J Allergy Clin Immunol. 2019 Jan;143(1):386-394.e3. doi: 10.1016/j.jaci.2018.04.042. Epub 2018 Jun 21.
Recent literature suggests that children who are vitamin D deficient are uniquely susceptible to the effects of traffic-related air pollution (TRAP) exposure. This is highly significant because large segments of the population reside in zones of high TRAP exposure.
We sought to determine whether vitamin D supplementation mitigates the effect of TRAP exposure on asthma development, asthma exacerbation, and/or airway inflammation and to determine the timing of vitamin D supplementation that confers maximal health benefit.
Using established mouse models of asthma, we examined the effect of prenatal and postnatal vitamin D supplementation on asthma development, as well as the utility of vitamin D as a treatment for established asthma in the context of diesel exhaust particle (DEP) exposure.
DEP and allergen coexposure resulted in increased airway hyperresponsiveness (AHR) and accumulation of pathogenic T2/T17 cells in the lungs of vitamin D-deficient mice compared with control mice. Prenatal and postnatal vitamin D supplementation significantly attenuated the development of AHR and decreased pulmonary accumulation of T2/T17 cells after coexposure to TRAP and allergen but not to allergen alone. Restoration of normal vitamin D status had no effect on AHR once asthma was already established.

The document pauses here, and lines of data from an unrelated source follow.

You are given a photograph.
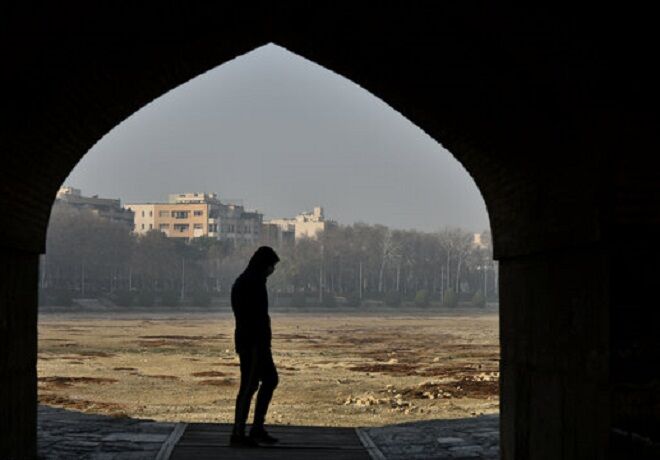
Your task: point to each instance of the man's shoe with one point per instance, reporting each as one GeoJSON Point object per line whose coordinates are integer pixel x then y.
{"type": "Point", "coordinates": [240, 440]}
{"type": "Point", "coordinates": [261, 436]}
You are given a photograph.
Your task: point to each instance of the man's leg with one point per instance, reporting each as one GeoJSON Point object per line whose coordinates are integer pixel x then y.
{"type": "Point", "coordinates": [248, 386]}
{"type": "Point", "coordinates": [269, 381]}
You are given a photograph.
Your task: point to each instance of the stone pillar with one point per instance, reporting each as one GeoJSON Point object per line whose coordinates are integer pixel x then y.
{"type": "Point", "coordinates": [18, 354]}
{"type": "Point", "coordinates": [554, 329]}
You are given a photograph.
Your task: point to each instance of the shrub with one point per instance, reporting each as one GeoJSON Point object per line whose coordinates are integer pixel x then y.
{"type": "Point", "coordinates": [201, 298]}
{"type": "Point", "coordinates": [353, 299]}
{"type": "Point", "coordinates": [299, 299]}
{"type": "Point", "coordinates": [450, 299]}
{"type": "Point", "coordinates": [329, 300]}
{"type": "Point", "coordinates": [478, 300]}
{"type": "Point", "coordinates": [145, 298]}
{"type": "Point", "coordinates": [422, 298]}
{"type": "Point", "coordinates": [55, 297]}
{"type": "Point", "coordinates": [393, 299]}
{"type": "Point", "coordinates": [169, 298]}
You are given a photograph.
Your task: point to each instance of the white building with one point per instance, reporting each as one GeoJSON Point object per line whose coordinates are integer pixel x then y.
{"type": "Point", "coordinates": [305, 224]}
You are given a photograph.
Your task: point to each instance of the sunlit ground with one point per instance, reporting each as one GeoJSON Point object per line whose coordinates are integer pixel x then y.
{"type": "Point", "coordinates": [340, 370]}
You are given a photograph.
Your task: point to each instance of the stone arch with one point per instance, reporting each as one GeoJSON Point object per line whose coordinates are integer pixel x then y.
{"type": "Point", "coordinates": [515, 95]}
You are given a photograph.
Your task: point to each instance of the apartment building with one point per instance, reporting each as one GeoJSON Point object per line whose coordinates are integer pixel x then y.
{"type": "Point", "coordinates": [106, 208]}
{"type": "Point", "coordinates": [192, 215]}
{"type": "Point", "coordinates": [305, 224]}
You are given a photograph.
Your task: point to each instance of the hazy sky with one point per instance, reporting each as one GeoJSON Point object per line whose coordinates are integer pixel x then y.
{"type": "Point", "coordinates": [283, 135]}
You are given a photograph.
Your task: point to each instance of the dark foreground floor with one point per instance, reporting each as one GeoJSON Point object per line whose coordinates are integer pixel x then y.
{"type": "Point", "coordinates": [202, 441]}
{"type": "Point", "coordinates": [65, 434]}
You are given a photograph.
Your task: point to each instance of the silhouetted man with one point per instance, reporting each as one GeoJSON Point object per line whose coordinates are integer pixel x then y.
{"type": "Point", "coordinates": [249, 301]}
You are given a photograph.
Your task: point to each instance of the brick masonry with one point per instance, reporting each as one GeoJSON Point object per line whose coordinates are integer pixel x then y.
{"type": "Point", "coordinates": [553, 114]}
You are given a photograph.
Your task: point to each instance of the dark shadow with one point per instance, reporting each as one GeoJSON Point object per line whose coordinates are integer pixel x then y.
{"type": "Point", "coordinates": [69, 434]}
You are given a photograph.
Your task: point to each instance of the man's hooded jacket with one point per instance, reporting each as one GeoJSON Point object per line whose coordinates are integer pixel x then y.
{"type": "Point", "coordinates": [249, 301]}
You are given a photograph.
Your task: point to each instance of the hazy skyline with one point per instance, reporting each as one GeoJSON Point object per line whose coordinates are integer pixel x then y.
{"type": "Point", "coordinates": [283, 135]}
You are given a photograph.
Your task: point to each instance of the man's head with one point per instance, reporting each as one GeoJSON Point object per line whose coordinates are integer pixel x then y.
{"type": "Point", "coordinates": [264, 260]}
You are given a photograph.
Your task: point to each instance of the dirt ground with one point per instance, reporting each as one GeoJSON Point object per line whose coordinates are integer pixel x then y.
{"type": "Point", "coordinates": [338, 369]}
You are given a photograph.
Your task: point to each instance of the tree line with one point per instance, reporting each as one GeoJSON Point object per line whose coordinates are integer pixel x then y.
{"type": "Point", "coordinates": [91, 257]}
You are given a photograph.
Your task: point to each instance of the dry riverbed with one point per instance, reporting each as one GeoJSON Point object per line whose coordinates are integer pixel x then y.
{"type": "Point", "coordinates": [335, 369]}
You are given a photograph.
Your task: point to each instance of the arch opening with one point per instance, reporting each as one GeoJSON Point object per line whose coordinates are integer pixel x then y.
{"type": "Point", "coordinates": [383, 276]}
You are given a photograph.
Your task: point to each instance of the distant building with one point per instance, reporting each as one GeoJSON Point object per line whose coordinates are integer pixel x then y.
{"type": "Point", "coordinates": [277, 235]}
{"type": "Point", "coordinates": [305, 224]}
{"type": "Point", "coordinates": [192, 215]}
{"type": "Point", "coordinates": [106, 208]}
{"type": "Point", "coordinates": [481, 240]}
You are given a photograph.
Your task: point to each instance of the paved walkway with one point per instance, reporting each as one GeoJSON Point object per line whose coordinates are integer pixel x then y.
{"type": "Point", "coordinates": [64, 434]}
{"type": "Point", "coordinates": [67, 434]}
{"type": "Point", "coordinates": [470, 438]}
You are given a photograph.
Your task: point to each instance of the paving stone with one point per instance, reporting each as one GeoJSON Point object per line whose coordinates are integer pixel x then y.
{"type": "Point", "coordinates": [474, 438]}
{"type": "Point", "coordinates": [67, 435]}
{"type": "Point", "coordinates": [450, 440]}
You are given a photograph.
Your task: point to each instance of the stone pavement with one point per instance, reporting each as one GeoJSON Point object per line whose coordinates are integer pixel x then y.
{"type": "Point", "coordinates": [64, 434]}
{"type": "Point", "coordinates": [469, 438]}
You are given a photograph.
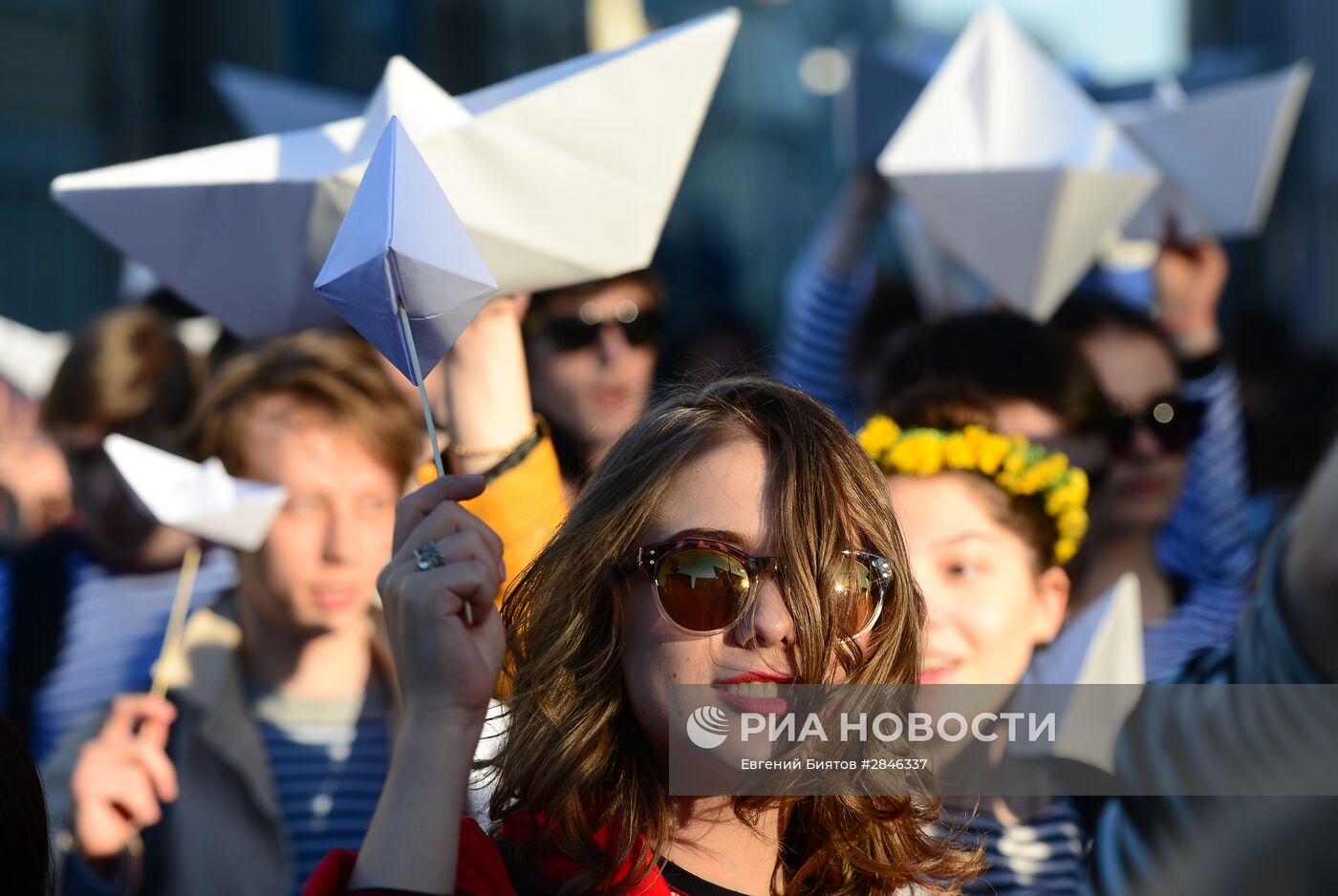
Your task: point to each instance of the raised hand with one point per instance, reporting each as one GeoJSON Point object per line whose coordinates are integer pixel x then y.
{"type": "Point", "coordinates": [123, 776]}
{"type": "Point", "coordinates": [1190, 280]}
{"type": "Point", "coordinates": [445, 668]}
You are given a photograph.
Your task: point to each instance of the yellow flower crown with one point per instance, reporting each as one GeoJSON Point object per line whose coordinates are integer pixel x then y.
{"type": "Point", "coordinates": [1012, 463]}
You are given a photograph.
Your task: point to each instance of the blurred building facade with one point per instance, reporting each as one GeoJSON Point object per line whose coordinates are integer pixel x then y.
{"type": "Point", "coordinates": [94, 82]}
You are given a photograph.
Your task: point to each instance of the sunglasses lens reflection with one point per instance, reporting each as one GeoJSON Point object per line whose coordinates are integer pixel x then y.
{"type": "Point", "coordinates": [702, 590]}
{"type": "Point", "coordinates": [856, 595]}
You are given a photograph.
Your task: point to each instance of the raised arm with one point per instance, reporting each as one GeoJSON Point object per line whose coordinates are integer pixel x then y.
{"type": "Point", "coordinates": [825, 298]}
{"type": "Point", "coordinates": [1207, 539]}
{"type": "Point", "coordinates": [445, 672]}
{"type": "Point", "coordinates": [492, 430]}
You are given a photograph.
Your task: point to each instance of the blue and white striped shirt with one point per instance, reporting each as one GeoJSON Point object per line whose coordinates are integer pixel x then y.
{"type": "Point", "coordinates": [113, 632]}
{"type": "Point", "coordinates": [1207, 544]}
{"type": "Point", "coordinates": [1043, 855]}
{"type": "Point", "coordinates": [328, 761]}
{"type": "Point", "coordinates": [1137, 835]}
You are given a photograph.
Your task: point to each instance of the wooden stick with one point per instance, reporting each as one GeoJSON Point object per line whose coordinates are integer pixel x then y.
{"type": "Point", "coordinates": [177, 619]}
{"type": "Point", "coordinates": [418, 377]}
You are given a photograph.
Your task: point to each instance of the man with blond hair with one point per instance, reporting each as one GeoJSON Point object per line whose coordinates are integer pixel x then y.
{"type": "Point", "coordinates": [273, 742]}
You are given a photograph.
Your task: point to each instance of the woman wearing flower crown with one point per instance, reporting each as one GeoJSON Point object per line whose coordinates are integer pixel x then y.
{"type": "Point", "coordinates": [736, 537]}
{"type": "Point", "coordinates": [989, 523]}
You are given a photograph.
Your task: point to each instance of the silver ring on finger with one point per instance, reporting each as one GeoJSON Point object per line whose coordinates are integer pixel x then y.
{"type": "Point", "coordinates": [428, 557]}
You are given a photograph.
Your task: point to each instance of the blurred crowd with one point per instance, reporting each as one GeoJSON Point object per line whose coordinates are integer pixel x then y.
{"type": "Point", "coordinates": [465, 678]}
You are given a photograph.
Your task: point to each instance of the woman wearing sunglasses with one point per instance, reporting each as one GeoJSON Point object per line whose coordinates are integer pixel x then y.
{"type": "Point", "coordinates": [736, 537]}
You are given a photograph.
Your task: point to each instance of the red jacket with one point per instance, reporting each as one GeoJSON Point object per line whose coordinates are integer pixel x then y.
{"type": "Point", "coordinates": [481, 869]}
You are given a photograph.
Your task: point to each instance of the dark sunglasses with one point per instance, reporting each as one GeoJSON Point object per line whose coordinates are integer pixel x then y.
{"type": "Point", "coordinates": [577, 331]}
{"type": "Point", "coordinates": [702, 586]}
{"type": "Point", "coordinates": [1173, 420]}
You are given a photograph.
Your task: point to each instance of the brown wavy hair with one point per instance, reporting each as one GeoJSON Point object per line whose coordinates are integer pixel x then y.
{"type": "Point", "coordinates": [575, 757]}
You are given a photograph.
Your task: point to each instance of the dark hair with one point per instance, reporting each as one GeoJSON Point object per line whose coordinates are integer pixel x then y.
{"type": "Point", "coordinates": [1083, 314]}
{"type": "Point", "coordinates": [996, 357]}
{"type": "Point", "coordinates": [939, 407]}
{"type": "Point", "coordinates": [126, 372]}
{"type": "Point", "coordinates": [24, 829]}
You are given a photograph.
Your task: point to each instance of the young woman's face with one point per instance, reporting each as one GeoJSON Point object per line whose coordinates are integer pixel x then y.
{"type": "Point", "coordinates": [987, 608]}
{"type": "Point", "coordinates": [719, 495]}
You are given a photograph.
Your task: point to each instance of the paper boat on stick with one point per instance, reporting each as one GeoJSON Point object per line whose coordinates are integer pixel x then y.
{"type": "Point", "coordinates": [561, 176]}
{"type": "Point", "coordinates": [1014, 170]}
{"type": "Point", "coordinates": [30, 358]}
{"type": "Point", "coordinates": [1220, 151]}
{"type": "Point", "coordinates": [882, 90]}
{"type": "Point", "coordinates": [201, 499]}
{"type": "Point", "coordinates": [267, 103]}
{"type": "Point", "coordinates": [401, 244]}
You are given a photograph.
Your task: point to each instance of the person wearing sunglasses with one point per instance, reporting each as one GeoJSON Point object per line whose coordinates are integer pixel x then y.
{"type": "Point", "coordinates": [736, 537]}
{"type": "Point", "coordinates": [1171, 504]}
{"type": "Point", "coordinates": [592, 352]}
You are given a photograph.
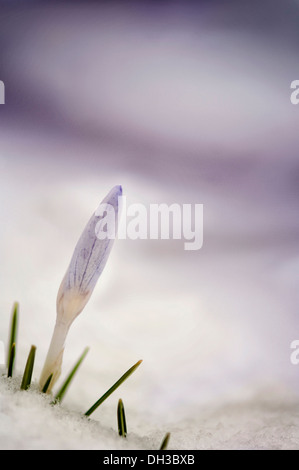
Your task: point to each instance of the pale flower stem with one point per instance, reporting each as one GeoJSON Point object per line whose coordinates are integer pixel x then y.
{"type": "Point", "coordinates": [54, 357]}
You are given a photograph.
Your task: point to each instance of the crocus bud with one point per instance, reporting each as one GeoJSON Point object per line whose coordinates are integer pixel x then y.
{"type": "Point", "coordinates": [87, 263]}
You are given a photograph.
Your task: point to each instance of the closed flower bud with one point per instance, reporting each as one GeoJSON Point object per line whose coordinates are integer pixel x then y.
{"type": "Point", "coordinates": [87, 263]}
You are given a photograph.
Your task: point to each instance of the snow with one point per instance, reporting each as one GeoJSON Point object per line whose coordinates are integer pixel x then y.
{"type": "Point", "coordinates": [213, 327]}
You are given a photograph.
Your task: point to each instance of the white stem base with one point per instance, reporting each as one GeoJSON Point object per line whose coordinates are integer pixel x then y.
{"type": "Point", "coordinates": [54, 357]}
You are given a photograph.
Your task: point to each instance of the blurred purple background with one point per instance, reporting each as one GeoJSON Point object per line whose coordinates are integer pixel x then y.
{"type": "Point", "coordinates": [178, 103]}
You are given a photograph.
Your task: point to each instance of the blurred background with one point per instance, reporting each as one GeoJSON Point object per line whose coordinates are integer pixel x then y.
{"type": "Point", "coordinates": [176, 102]}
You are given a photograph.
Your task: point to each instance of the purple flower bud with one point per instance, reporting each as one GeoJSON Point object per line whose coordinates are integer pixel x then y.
{"type": "Point", "coordinates": [88, 261]}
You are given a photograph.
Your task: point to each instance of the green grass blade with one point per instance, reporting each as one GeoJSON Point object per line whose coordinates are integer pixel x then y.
{"type": "Point", "coordinates": [69, 378]}
{"type": "Point", "coordinates": [165, 441]}
{"type": "Point", "coordinates": [46, 386]}
{"type": "Point", "coordinates": [26, 381]}
{"type": "Point", "coordinates": [121, 419]}
{"type": "Point", "coordinates": [11, 360]}
{"type": "Point", "coordinates": [12, 336]}
{"type": "Point", "coordinates": [112, 389]}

Our data establish that vitamin D confers protection against asthma development specifically in the context of TRAP exposure. Although vitamin D replacement did not reverse established asthma, restoration of normal vitamin D status in early life significantly attenuated the development of AHR in the setting of DEP-exacerbated allergic asthma and reduced numbers of lung T2/T17 cells, which portend the development of severe asthma.
最近的文献表明,维生素 D 缺乏的儿童对交通相关空气污染(TRAP)暴露的影响特别敏感。这一点非常重要,因为很大一部分人口居住在 TRAP 暴露水平高的地区。
我们试图确定维生素 D 补充是否能减轻 TRAP 暴露对哮喘发展、哮喘恶化和/或气道炎症的影响,并确定维生素 D 补充的最佳时间,以获得最大的健康益处。
我们使用已建立的哮喘小鼠模型,研究了产前和产后维生素 D 补充对哮喘发展的影响,以及在柴油 exhaust particle (DEP) 暴露的情况下,维生素 D 作为治疗已建立的哮喘的效用。
DEP 和过敏原共同暴露导致维生素 D 缺乏的小鼠气道高反应性(AHR)增加和致病性 T2/T17 细胞在肺部的积累,与对照小鼠相比。与对照小鼠相比,产前和产后维生素 D 补充显著减弱了 AHR 的发展,并减少了 TRAP 和过敏原共同暴露后 T2/T17 细胞在肺部的积累,但对过敏原单独暴露没有影响。一旦哮喘已经建立,恢复正常的维生素 D 状态对 AHR 没有影响。
我们的数据表明,维生素 D 特异性地在 TRAP 暴露的情况下提供对哮喘发展的保护。虽然维生素 D 替代不能逆转已建立的哮喘,但在 DEP 加重过敏性哮喘的情况下,早期恢复正常的维生素 D 状态显著减弱了 AHR 的发展,并减少了肺部 T2/T17 细胞的数量,这预示着严重哮喘的发展。